Jalur - Indonesia pernah dua kali dihantam badai krisis ekonomi pada 1997 dan 2008. Pemerintah jungkir balik untuk bisa melepaskan negara ini dari situasi sulit tersebut.
Lalu seperti apa kondisi Indonesia sebelum dan sesudah krisis ekonomi? Dan apa strategi pemerintah untuk membebaskan Republik ini dari jerat krisis?
Inspektur Jenderal Kementerian Keuangan, Sonny Loho yang menyampaikan paparan Menteri Keuangan Chatib Basri, merasa bangga Indonesia telah melalui krisis keuangan dalam dua periode.
Ia menjelaskan, Indonesia berada dalam sebuah kondisi fiskal yang sangat nyaman sebelum Juni 1997. Saat itu, Sonny mengatakan, negara ini memiliki tingkat inflasi rendah, surplus neraca perdagangan lebih dari US$ 900 juta dan cadangan devisa (cadev) di atas US$ 20 miliar.
"Tapi pada Juli 1997, gelombang krisis keuangan global melanda Indonesia membuat posisi fiskal nyaman kita berakhir dan berbalik drastis," ucapnya saat Peluncuran Buku reformasi Pengelolaan Kas di Gedung Kementerian Keuangan, Jakarta, Kamis (16/10/2014).
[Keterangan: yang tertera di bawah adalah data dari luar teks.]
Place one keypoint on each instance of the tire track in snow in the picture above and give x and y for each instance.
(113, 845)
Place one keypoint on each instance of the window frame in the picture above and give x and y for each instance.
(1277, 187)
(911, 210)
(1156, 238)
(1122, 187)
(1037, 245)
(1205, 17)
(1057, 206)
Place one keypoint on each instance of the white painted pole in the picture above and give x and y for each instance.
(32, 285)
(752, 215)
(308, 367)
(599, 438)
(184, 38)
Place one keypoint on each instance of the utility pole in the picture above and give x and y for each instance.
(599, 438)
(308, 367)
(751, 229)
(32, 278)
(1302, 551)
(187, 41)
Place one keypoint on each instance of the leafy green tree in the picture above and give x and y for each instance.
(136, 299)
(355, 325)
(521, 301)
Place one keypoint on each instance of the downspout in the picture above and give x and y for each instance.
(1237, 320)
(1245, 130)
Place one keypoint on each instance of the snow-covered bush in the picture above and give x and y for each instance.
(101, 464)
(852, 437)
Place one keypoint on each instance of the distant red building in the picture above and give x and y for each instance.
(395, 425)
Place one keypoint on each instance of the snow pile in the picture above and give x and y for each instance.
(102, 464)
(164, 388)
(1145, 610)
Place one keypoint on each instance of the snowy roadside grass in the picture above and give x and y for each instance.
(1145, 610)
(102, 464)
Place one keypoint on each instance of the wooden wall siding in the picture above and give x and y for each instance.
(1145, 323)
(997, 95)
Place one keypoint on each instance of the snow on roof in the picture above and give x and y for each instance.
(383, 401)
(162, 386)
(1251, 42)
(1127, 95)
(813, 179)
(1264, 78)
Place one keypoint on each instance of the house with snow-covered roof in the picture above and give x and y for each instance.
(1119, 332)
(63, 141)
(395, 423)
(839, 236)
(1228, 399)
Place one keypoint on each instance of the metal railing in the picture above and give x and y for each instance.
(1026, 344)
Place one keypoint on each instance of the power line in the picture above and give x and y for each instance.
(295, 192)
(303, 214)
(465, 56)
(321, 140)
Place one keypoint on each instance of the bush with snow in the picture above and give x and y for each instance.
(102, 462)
Sonny bilang, kondisi ini membuat nilai tukar rupiah terhadap dolar AS tenggelam hingga 600 persen dalam satu tahun atau merosot dari Rp 2.500 per dolar AS di 1997 menjadi Rp 17.000 per dolar AS pada Januari 1998.
Arus modal keluar pun meningkat pesat, PBB turun 14 persen dalam kurun waktu kurang dari satu tahun. "Menurut Moodys peringkat utang jangka panjang Indonesia menjadi junkbond, sehingga ekonomi mengalami penurunan 13,2 persen. Dan tekanan politik telah memperkeruh krisis ekonomi," tegas dia.
Untuk membebaskan dari belenggu krisis, kata Sonny, telah mengambil kebijakan fiskal konservatif dan prundent yang berfungsi signifikan terhadap akumulasi surplus.
"Kebijakannya terdiri dari penerimaan pajak yang melebihi target pinjaman batas maksimum serta pencairan anggaran di bawah pagu. Kebijakan manajemen dalam mengelola likuiditas," lanjutnya.
Setelah itu, cerita dia, Indonesia kembali diguncang krisis global pada 2008 meski tak sehebat 1998. Secara fundamental Indonesia lebih tahan terhadap gejolak tersebut karena tekanan politik tidak terlalu besar.
Ia menambahkan, sektor perbankan dan pertumbuhan ekonomi Indonesia berada pada posisi stabil di kisaran 6,3 persen karena reformasi fiskal mampu membuat pasar percaya.
"Belajar dari krisis ekonomi 1998, krisis 2008 telah diantisipasi dengan menyiapkan protocol management crisis," jelas Sonny.
Tujuan utamanya, tambah dia, mengelola risiko menghadapi krisis, memulihkan kepercayaan publik atas kondisi ekonomi dan perbankan karena kepercayaan publik sangat penting untuk menghindari rush dan ketidakberdayaan sistemik seperti yang terjadi di 1998.
"Jadi reformasi kelembagaan negara di Indonesia merupakan pelajaran berharga dan penanganan krisis ekonomi fundamental pada masa lalu. Ini sebuah revolusi dalam keuangan negara," pungkas Sonny.